I sincerely thank readers for sharing these personal stories, which show us how wonderful the brain is and how little we really know about it.
DISTURBED BY DESIRE
I am the wife of a pedophile who is a registered sex offender. In “Abnormal Attraction,” Peer Briken, Andreas Hill and Wolfgang Berner speak with hope about therapy for pedophiles. I see a clear stumbling block: our state’s laws require all therapists to report to the police any situation in which they believe a child may be the target of sexual behavior. Do the ends justify the means here? Maybe, but the law makes therapists akin to cops with full power to arrest and prosecute. I frankly doubt a pedophile would trust a therapist and work with him or her under these conditions. I especially doubt that anyone who experiences pedophilic fantasies would seek help for these impulses before acting on them.
Name withheld
Maryland
I had to roll my eyes at the defensive and somewhat condescending posture of those who treat pedophiles. Yes, the public knows that pedophilia is a disorder. No, the public does not think that therapists make excuses for or promote child abuse. What we object to is that, ultimately, the success or failure in treating pedophiles comes down to whether or not another child is sexually assaulted by one of these patients. Subjecting unsuspecting children to the uncertain outcomes of treatment experiments is as unacceptable as imposing medical trials on random and uninformed human test subjects.
Laura Wrzeski
Lakebay, Wash.
As a journalist, I was dismayed to find several mistakes in an otherwise insightful article on pedophilia.

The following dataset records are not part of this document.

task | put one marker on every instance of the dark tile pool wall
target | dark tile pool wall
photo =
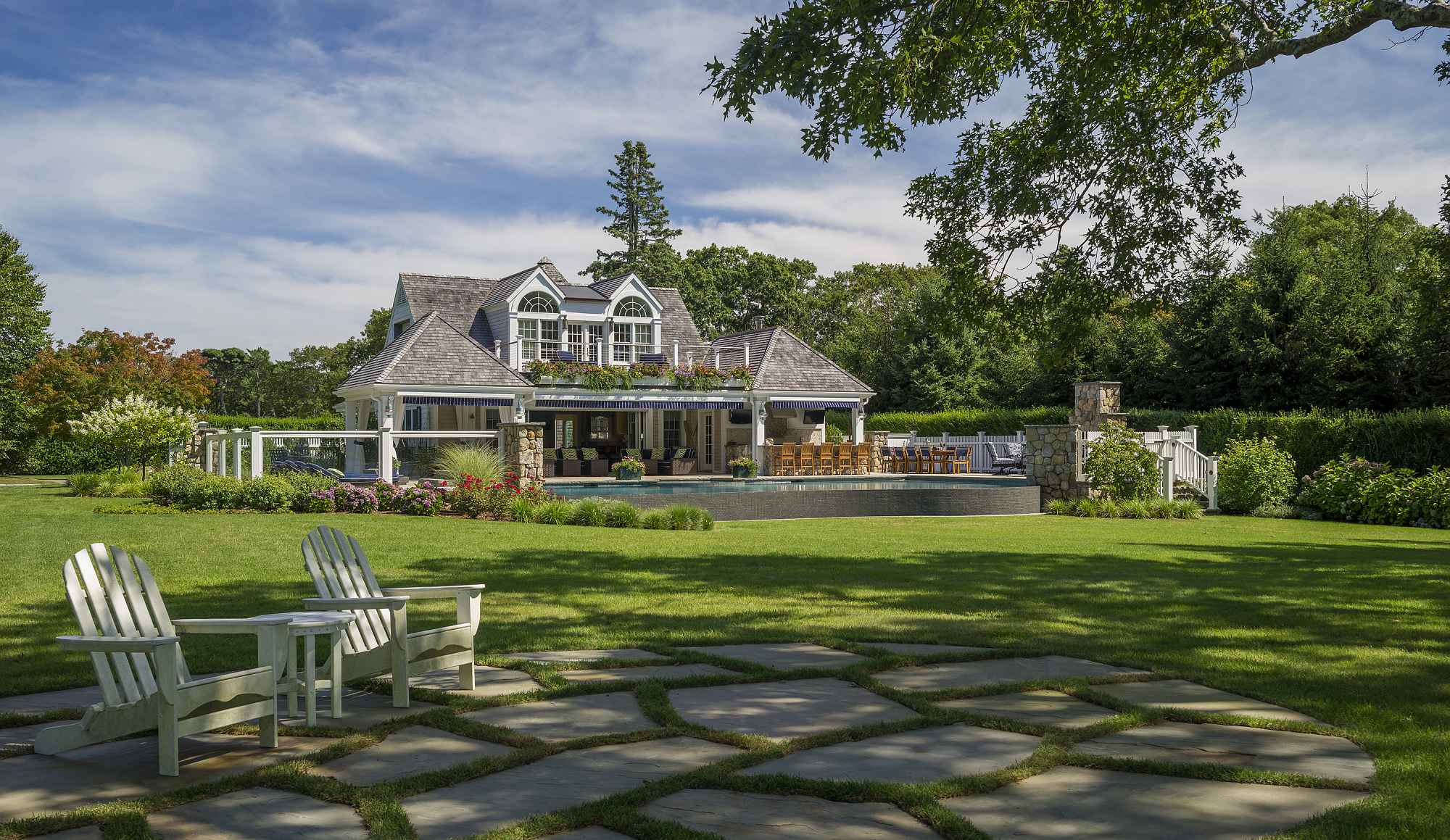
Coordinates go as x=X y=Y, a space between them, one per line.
x=827 y=503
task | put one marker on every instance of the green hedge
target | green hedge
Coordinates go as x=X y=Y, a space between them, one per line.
x=1417 y=439
x=324 y=423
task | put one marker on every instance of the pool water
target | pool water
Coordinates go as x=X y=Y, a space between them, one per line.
x=769 y=486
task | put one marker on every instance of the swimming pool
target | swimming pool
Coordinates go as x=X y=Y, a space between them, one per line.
x=824 y=497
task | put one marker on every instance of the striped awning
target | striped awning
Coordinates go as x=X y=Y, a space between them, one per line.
x=418 y=400
x=636 y=404
x=788 y=403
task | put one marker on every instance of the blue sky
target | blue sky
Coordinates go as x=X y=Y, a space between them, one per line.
x=257 y=174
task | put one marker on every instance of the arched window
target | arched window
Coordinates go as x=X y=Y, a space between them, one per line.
x=537 y=302
x=633 y=307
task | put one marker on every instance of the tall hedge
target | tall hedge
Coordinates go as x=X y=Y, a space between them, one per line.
x=1417 y=439
x=323 y=423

The authors quote a study that found that “one in seven youngsters aged 10 to 17 received an online sexual solicitation in 2005.” This study is not nearly as alarming as the authors make it out to be. The statistic is misleading because the term “sexual solicitation” is defined broadly as “requests to engage in sexual activities or sexual talk or give personal sexual information that were unwanted or, whether wanted or not, made by an adult.” Using this definition, an 18-year-old who asks a 17-year-old if he or she is a virgin would be considered to be making a “sexual solicitation.” In fact, almost half the “sexual solicitations” in the study came not from “predators” or older adults but from other teens—in many cases the equivalent of teen flirting. The authors’ implication that one in seven children are approached by pedophiles is clearly not the case.
The article also failed to report that most cases of child sexual abuse are not committed by convicted pedophiles but by trusted caregivers—relatives, clergy and family friends.
Benjamin Radford
Managing editor
Skeptical Inquirer
A COMMUNITY ISSUE
Although I was delighted that you included a story on hoarding—“Love of Garbage,” by Walter A. Brown—I was disappointed at the cursory treatment that you gave to this complex behavior that affects some one million to two million Americans. Hoarding can snowball from an individual’s struggle to a community health concern, which is why many cities, such as New York and Los Angeles, have organized task forces that bring together families, social service providers, health agencies, fire departments and legal assistance groups. Research is being done to better understand how to identify hoarding early and treat it effectively. I hope that you will consider publishing additional articles on this important public health topic.